Coming up with an effective theory of harm is more difficult, given that users do not pay for Facebook. The Bundeskartellamt tries to tackle this objection by acknowledging that Facebook’s offers its services for free, and its users therefore do not suffer a direct financial loss due to the exploitative business terms. However, the Bundeskartellamt argues that ‘the damage for the users lies in a loss of control: they are no longer able to control how their personal data are used.’ Additionally, the Bundeskartellamt notes that as a consequence of the abuse, Facebook is becoming more and more indispensable for advertising customers. It therefore believes there is also ‘potential for competitive harm on the side of advertising customers who are faced with a dominant supplier of advertising space.’
This brings us back to the initial question: can consumers pay too much when they pay nothing? The Bundeskartellamt’s answer is positive, with two nuances. First, consumers do not exactly pay nothing. Rather, they pay with their information and attention, although the authority has not put it this way explicitly yet. Secondly, the authority chooses not to go with ‘too much’ or ‘excessive’, but rather with ‘unfair’—a broad term that is becoming more and more popular in European competition enforcement.

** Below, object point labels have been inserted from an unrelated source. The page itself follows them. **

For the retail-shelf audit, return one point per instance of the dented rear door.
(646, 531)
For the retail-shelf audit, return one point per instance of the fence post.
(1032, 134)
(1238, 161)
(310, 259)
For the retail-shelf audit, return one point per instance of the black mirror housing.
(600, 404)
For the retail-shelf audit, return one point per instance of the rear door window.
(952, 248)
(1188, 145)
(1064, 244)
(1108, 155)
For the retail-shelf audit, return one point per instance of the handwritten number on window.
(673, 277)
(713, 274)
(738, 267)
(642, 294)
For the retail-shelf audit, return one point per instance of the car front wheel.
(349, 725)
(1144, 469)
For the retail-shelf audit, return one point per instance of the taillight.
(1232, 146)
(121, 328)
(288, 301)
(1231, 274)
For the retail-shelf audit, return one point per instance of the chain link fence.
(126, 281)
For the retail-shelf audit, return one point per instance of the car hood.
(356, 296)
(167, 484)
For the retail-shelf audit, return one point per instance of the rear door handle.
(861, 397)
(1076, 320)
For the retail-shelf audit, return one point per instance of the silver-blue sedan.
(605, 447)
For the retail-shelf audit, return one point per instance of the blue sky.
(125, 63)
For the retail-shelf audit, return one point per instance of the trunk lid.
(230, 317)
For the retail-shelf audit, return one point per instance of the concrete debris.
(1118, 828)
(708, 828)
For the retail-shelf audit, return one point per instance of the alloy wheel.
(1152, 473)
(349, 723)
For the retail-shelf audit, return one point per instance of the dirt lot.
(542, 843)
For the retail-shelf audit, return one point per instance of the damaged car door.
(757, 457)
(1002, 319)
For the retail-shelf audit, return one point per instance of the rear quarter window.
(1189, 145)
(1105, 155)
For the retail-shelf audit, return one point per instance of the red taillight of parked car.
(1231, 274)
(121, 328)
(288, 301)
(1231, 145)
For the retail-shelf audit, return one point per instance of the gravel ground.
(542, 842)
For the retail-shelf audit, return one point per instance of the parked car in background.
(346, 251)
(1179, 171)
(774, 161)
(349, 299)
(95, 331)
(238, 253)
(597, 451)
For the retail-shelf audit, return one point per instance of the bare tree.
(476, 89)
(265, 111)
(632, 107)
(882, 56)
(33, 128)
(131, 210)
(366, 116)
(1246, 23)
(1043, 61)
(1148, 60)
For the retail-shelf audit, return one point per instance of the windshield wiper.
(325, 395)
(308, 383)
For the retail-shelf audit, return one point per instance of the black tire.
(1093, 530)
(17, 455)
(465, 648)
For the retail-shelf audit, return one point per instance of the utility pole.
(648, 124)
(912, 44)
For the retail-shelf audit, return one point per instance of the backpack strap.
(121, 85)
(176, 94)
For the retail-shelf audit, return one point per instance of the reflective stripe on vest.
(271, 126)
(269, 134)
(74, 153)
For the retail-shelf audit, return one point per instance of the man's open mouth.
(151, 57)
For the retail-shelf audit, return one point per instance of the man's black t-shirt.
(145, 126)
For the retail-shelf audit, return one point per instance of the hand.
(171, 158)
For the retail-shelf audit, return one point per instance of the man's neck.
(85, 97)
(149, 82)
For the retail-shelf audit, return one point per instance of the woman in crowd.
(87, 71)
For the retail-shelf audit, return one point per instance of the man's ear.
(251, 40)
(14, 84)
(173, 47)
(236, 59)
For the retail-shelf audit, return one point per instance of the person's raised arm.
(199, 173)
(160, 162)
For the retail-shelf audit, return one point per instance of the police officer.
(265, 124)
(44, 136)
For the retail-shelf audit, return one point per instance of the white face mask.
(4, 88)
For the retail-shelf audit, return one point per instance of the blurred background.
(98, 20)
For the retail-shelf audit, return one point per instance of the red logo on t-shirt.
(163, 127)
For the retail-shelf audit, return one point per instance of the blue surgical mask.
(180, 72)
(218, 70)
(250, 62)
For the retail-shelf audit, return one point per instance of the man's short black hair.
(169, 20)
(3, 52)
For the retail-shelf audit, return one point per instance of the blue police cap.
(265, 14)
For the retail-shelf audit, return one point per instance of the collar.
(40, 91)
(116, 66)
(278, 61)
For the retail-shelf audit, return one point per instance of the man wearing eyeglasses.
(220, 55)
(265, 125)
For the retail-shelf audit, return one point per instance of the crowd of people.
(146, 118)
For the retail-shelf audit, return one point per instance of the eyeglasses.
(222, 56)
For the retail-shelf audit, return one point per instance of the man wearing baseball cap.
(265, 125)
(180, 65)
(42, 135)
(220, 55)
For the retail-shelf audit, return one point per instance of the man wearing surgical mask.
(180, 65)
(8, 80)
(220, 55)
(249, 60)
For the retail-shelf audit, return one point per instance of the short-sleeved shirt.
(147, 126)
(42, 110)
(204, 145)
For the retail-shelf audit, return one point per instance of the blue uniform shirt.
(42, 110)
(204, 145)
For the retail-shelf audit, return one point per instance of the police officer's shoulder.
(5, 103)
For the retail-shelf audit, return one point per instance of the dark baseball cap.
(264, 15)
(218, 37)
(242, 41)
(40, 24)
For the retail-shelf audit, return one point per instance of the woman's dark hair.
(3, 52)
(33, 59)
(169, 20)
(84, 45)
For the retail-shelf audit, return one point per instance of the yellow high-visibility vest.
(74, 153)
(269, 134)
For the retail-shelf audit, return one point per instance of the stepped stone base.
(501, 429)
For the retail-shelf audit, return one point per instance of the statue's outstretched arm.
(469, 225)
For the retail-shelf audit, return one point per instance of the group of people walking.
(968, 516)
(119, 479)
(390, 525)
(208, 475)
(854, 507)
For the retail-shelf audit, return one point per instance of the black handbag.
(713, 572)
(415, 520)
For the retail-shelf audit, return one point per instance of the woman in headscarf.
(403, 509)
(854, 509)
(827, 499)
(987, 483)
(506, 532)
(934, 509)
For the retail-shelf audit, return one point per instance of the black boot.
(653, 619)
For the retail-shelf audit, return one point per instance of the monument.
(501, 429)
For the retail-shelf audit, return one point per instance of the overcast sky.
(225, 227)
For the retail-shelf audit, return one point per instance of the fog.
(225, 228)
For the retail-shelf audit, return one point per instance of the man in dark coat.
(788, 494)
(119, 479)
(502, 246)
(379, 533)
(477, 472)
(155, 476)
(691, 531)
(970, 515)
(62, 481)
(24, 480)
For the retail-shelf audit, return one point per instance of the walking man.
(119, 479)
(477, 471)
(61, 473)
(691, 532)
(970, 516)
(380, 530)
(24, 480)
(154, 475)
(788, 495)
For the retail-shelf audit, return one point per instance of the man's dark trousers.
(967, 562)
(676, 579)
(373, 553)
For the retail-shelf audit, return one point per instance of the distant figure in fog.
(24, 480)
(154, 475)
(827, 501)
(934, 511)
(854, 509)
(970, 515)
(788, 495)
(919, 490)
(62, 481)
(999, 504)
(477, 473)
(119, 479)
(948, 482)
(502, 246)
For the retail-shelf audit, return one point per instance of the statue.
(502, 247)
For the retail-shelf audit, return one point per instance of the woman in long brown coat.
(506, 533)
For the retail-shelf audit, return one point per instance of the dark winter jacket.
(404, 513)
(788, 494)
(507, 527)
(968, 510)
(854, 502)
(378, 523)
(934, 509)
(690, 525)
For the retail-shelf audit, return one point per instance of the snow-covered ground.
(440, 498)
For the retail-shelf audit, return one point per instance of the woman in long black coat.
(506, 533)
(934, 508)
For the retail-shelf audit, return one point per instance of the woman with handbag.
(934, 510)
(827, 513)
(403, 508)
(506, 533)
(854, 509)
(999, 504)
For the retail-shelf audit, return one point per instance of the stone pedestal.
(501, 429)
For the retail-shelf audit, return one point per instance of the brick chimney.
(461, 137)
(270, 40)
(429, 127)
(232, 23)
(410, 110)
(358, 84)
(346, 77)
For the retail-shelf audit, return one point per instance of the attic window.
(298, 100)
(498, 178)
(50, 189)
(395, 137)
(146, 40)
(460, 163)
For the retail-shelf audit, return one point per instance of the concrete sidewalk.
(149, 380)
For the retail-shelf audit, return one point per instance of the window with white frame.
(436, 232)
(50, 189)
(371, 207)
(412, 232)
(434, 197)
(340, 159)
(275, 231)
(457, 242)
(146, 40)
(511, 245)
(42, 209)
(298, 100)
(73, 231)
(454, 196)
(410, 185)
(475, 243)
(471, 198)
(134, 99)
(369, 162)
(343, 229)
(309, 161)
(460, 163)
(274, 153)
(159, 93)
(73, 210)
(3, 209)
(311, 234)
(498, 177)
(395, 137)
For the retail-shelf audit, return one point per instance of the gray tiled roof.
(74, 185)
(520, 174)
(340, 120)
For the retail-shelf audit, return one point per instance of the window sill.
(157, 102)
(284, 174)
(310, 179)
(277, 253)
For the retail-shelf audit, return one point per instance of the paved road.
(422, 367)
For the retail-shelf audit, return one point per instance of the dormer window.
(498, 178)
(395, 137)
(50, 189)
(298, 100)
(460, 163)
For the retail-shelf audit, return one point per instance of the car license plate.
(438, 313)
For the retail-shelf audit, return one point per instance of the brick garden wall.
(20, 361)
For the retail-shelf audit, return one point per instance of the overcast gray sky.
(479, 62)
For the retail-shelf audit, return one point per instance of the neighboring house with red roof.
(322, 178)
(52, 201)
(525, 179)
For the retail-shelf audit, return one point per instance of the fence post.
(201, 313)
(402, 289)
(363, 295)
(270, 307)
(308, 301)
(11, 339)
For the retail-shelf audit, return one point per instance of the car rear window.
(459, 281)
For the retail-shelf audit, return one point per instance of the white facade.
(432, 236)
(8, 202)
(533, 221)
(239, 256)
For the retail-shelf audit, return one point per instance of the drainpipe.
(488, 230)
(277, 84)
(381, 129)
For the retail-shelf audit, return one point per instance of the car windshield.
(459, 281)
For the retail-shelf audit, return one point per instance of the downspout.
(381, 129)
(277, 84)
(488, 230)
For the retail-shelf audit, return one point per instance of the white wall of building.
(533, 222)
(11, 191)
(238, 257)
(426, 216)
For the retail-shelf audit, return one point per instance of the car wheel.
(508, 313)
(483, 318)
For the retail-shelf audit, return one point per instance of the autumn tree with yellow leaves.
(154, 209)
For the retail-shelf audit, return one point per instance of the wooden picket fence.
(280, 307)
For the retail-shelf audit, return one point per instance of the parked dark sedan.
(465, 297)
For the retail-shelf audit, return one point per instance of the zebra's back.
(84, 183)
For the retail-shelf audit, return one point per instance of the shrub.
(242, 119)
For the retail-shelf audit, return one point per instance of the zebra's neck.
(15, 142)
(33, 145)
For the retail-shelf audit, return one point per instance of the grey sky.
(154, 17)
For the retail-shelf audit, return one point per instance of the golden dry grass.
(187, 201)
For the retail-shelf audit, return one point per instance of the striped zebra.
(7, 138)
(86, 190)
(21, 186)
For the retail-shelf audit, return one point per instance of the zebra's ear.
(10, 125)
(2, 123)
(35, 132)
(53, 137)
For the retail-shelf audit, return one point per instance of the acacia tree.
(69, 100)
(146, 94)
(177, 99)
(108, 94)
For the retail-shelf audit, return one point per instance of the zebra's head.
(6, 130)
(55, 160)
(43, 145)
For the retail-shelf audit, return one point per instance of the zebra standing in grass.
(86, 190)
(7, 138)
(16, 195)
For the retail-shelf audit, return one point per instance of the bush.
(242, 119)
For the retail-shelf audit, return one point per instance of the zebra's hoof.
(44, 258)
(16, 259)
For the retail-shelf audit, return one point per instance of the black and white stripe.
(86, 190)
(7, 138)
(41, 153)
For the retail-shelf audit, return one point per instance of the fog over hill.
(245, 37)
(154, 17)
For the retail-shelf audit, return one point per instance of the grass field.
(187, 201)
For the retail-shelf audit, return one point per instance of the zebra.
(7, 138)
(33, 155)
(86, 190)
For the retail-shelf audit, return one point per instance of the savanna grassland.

It will be interesting to see how the Bundeskartellamt specifies its theory of harm, as the current ‘loss of control’ over data appears quite vague. More fundamentally, there is the question of how to square this case with the Commission’s position that ‘any privacy-related concerns […] do not fall within the scope of the EU competition law rules but within the scope of the EU data protection rules.’ The decision itself, which is expected in summer 2018, may bring clarification.